MySQL > EXPLAIN LOGICAL SELECT `customer`.`c_custkey`
-> FROM `ssb_1g`.`customer`
-> GROUP BY `customer`.`c_custkey`;
+-----------------------------------------------------------------------------------+
| Explain String |
+-----------------------------------------------------------------------------------+
| - Output => [1:c_custkey] |
| - SCAN [mv_agg] => [1:c_custkey] |
| Estimates: {row: 30000, cpu: ?, memory: ?, network: ?, cost: 15000.0} |
| partitionRatio: 1/1, tabletRatio: 12/12 |
| 1:c_custkey := 10:c_custkey |
+-----------------------------------------------------------------------------------+

If you disable the query rewrite feature, StarRocks adopts the regular query plan.

Example 2:

MySQL > SET enable_materialized_view_rewrite = false;
MySQL > EXPLAIN LOGICAL SELECT `customer`.`c_custkey`
-> FROM `ssb_1g`.`customer`
-> GROUP BY `customer`.`c_custkey`;
+---------------------------------------------------------------------------------------+
| Explain String |
+---------------------------------------------------------------------------------------+
| - Output => [1:c_custkey] |
| - AGGREGATE(GLOBAL) [1:c_custkey] |
| Estimates: {row: 15000, cpu: ?, memory: ?, network: ?, cost: 120000.0} |
| - SCAN [mv_bitmap] => [1:c_custkey] |
| Estimates: {row: 60000, cpu: ?, memory: ?, network: ?, cost: 30000.0} |
| partitionRatio: 1/1, tabletRatio: 12/12 |
+---------------------------------------------------------------------------------------+

Diagnose and solve problems

Here we list some common problems you might encounter while working with an asynchronous materialized view, and the corresponding solutions.

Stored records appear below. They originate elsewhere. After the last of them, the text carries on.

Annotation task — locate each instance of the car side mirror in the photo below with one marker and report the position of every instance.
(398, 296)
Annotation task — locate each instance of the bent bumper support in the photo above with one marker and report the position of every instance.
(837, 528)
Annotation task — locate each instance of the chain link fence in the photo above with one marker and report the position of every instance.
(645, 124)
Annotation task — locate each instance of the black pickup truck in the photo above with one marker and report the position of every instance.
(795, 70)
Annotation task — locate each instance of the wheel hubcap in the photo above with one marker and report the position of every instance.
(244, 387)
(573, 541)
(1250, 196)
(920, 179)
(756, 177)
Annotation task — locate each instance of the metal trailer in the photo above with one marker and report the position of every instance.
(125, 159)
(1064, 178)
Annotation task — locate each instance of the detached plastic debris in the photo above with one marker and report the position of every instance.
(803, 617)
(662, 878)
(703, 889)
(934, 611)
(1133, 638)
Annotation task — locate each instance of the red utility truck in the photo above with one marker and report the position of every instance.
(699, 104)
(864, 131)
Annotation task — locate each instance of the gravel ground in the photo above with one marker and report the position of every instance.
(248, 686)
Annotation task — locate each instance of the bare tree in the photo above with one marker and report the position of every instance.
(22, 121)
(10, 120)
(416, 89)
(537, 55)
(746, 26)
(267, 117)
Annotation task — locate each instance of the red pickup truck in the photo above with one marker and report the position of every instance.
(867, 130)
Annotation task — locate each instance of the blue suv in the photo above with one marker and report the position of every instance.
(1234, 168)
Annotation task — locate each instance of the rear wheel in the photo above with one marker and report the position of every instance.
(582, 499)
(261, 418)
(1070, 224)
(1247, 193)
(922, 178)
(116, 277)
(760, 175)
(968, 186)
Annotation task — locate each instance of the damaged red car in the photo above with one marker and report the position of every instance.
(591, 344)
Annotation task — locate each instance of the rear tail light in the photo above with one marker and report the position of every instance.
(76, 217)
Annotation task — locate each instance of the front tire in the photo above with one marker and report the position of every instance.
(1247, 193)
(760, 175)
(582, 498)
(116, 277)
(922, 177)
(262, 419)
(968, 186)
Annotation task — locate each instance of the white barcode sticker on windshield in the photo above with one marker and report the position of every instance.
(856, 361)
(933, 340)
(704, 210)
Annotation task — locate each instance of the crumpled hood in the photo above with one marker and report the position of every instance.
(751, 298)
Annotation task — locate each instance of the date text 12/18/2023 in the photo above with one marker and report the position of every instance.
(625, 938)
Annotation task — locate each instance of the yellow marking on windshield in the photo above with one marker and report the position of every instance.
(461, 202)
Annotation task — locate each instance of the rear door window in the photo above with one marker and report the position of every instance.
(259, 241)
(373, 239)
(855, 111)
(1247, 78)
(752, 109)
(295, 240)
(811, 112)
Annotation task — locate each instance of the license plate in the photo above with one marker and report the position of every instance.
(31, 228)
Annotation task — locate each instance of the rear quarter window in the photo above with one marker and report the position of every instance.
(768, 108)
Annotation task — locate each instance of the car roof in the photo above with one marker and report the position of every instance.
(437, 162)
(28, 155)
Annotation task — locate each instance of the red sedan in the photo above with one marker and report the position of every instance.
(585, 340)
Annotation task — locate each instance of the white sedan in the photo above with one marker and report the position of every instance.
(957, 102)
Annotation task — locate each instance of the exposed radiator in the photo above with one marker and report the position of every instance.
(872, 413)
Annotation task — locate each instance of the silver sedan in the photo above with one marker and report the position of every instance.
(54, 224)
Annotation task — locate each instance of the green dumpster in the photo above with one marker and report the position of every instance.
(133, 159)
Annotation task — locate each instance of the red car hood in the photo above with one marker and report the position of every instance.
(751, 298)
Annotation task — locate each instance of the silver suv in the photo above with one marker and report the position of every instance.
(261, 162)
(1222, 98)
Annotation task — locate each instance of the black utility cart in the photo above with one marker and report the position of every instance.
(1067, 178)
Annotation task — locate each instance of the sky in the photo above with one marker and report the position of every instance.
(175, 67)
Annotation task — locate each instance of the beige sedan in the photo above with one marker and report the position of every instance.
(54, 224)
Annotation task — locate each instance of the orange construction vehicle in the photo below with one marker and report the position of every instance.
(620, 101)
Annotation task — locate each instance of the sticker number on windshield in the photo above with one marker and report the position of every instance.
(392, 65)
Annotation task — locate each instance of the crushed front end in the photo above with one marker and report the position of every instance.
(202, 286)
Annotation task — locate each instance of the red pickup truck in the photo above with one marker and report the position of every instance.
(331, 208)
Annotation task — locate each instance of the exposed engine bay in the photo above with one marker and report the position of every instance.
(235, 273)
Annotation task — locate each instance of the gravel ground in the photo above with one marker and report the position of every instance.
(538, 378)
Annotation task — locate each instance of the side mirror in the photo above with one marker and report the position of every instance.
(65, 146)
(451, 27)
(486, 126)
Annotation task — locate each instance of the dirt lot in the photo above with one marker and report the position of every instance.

Materialized view building failure

If you failed to create an asynchronous materialized view, that is, the CREATE MATERIALIZED VIEW statement cannot be executed, you can look into the following aspects:

  • Check whether you have mistakenly used the SQL statement for synchronous materialized views.

    StarRocks provides two different materialized views: the synchronous materialized view and the asynchronous materialized view.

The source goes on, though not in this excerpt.